Vanishing

I am accustomed to the end of life.

I was born into an older extended family, and attended a church with mostly older members. By 10, I’d been to more funerals than a child probably should have. I am accustomed to the behaviors and theatrics and denial of the living amidst both the dying and the dead. And yet somehow, I was unprepared for the “dead to me”- how it feels when a person ceases to exist in your world while continuing to exist in the world at large.

There is a permanence to death, recognized stages one goes through when you remain among the living. There are storage shelves in your heart and mind for people whose stories have ended, places you hold them as they were, unchanging.

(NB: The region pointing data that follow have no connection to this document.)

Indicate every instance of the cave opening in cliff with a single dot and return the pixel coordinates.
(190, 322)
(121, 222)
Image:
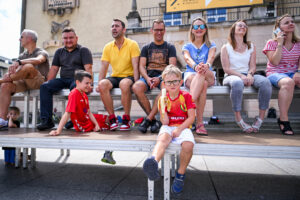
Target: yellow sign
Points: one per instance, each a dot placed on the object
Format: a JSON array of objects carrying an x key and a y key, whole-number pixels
[{"x": 183, "y": 5}]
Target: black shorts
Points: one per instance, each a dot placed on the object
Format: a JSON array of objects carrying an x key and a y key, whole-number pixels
[{"x": 115, "y": 81}]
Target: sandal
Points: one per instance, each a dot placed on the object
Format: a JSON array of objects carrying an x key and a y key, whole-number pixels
[
  {"x": 286, "y": 127},
  {"x": 200, "y": 130},
  {"x": 244, "y": 126},
  {"x": 257, "y": 124}
]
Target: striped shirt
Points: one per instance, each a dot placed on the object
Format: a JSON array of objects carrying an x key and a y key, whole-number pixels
[{"x": 289, "y": 62}]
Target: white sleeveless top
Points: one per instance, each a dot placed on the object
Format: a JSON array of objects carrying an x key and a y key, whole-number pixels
[{"x": 239, "y": 61}]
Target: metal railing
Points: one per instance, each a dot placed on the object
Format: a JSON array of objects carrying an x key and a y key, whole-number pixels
[{"x": 292, "y": 8}]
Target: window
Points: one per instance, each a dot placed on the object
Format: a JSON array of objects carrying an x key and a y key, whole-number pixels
[
  {"x": 172, "y": 19},
  {"x": 216, "y": 15}
]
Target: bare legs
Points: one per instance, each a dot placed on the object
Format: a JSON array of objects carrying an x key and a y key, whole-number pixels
[
  {"x": 198, "y": 84},
  {"x": 285, "y": 97}
]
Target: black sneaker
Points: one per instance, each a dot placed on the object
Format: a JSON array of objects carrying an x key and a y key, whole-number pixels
[
  {"x": 155, "y": 126},
  {"x": 69, "y": 125},
  {"x": 45, "y": 124},
  {"x": 144, "y": 125}
]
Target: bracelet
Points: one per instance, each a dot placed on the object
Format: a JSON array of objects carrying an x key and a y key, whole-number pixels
[
  {"x": 194, "y": 66},
  {"x": 19, "y": 61}
]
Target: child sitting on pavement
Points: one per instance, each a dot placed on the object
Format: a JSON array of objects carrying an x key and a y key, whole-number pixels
[
  {"x": 78, "y": 110},
  {"x": 12, "y": 116},
  {"x": 178, "y": 117}
]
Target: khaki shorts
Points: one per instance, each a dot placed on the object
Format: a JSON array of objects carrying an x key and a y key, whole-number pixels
[{"x": 29, "y": 84}]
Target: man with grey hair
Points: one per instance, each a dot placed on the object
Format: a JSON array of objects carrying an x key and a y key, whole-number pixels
[{"x": 28, "y": 72}]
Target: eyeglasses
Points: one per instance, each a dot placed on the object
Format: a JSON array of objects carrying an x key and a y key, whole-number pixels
[
  {"x": 196, "y": 27},
  {"x": 242, "y": 26},
  {"x": 174, "y": 82},
  {"x": 158, "y": 30}
]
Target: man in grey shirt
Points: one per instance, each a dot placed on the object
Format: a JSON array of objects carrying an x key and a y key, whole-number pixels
[
  {"x": 68, "y": 59},
  {"x": 26, "y": 73}
]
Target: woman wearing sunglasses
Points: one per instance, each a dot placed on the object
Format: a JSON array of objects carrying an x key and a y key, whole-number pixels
[
  {"x": 283, "y": 68},
  {"x": 199, "y": 55},
  {"x": 238, "y": 59}
]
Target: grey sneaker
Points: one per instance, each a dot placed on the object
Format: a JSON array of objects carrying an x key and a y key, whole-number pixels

But what do you do when that person continues to live? Where do you store them as they are when they have the audacity to not remain frozen in the exact condition they were when they departed from your life? What stages of grieving do your people tolerate when there was no death? How is it possible to both forget a face and still see it?

When the “as it were” fades and the “as it is” begins to take over, there is an acceptance that comes with the knowledge there is nothing you can do. When the dead to you walk among the living, the denial can be infinite, forever simmering just under the surface waiting for a moment you would have otherwise shared with them.

I can speak to the dead, where they rest in the stores of my heart. I can marvel at how much room my heart has to grieve and love as the memory of their faces turn to light, their voices into warmth, their complexities into grace.

For the vanished, the only way to hold them as they were is to obsessively ruminate. To pour over every conversation, every missed moment, everything you wish you said. To breathe the air you would clear if you ever had the chance.

There are rituals for the dead. But you’re still alive.

I am accustomed to the end of life.

I still need a manual for the living.